BANGKOK — The Ministry of Education is producing a ballad for schoolchildren based on the "Twelve Values" bestowed by junta leader and Prime Minister Prayuth Chan-ocha.
"We are producing a song for schools," said Kamol Rodklai, sec-gen of the Office of Basic Education Commission (OBEC). "But if it becomes popular, members of the public can adopt it, too."
Kamol also suggested that the song about Gen. Prayuth's Twelve Values could be used during "aerobic exercise" classes and theatre performances.
The Ministry of Education is currently in contact with Thai celebrities Nadech Kugimiya and Urassaya "Yaya" Sperbund to have them lend their voices to the ballad, Kamol added.
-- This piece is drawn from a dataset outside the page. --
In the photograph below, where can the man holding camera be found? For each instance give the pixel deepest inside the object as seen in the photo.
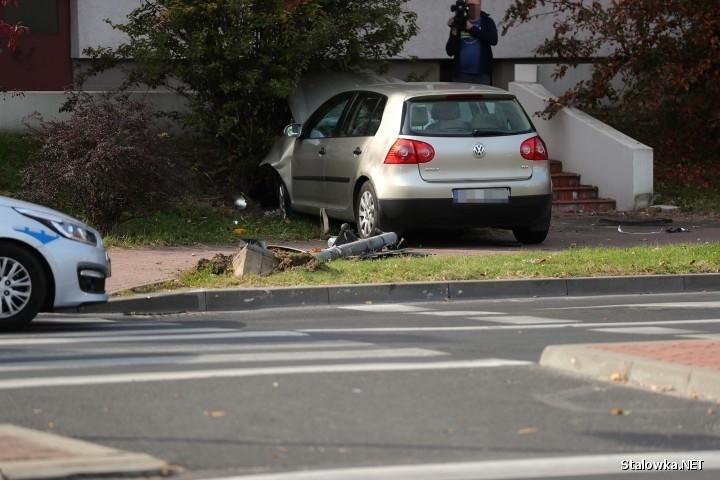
(472, 35)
The Twelve Values, given by Gen. Prayuth to Thai children in July, are the following:
1. Loyalty to the Nation, the Religion, and the Monarchy
2. Honesty, sacrifice, endurance, and noble ideology for the greater good
3. Gratitude for parents, guardians, and teachers
4. Diligence in acquiring knowledge, via school studies and other methods
5. Preserving the Thai customs and tradition
6. Morality and good will for others
7. Correct understanding of democracy with the King as Head of State
8. Discipline, respect for law, and obedience to the older citizens
9. Constant consciousness to practice good deeds all the time, as taught by His Majesty the King
10. Practice of Self-Sufficient Economy in accordance with the teaching of His Majesty the King
11. Physical and mental strength. Refusal to surrender to religious sins.
12. Uphold the interest of the nation over oneself.
The Ministry of Education has previously ordered all public schools to teach students about the Twelve Values and hang banners bearing the list. A poetic rendition of the values was also unveiled last month.
According to Kamol, the OBEC secretary-general, the Ministry is planning many other activities to promote Gen. Prayuth's wisdom, such as organising essay and calligraphy competitions based on the Twelve Values, and modifying school lessons to reflect the principles.
Gen. Prayuth, who is wielding a near-absolute power as Prime Minister and chairman of the military junta, is increasingly seen by critics and international media as an authoritarian ruler with a growing cult of personality.
A patriotic ballad Gen. Prayuth allegedly wrote "in one hour" has been played nonstop on state-owned media for months. The General also gives weekly televised lectures about morality to the public and has banned protests or any display of dissent against his rule.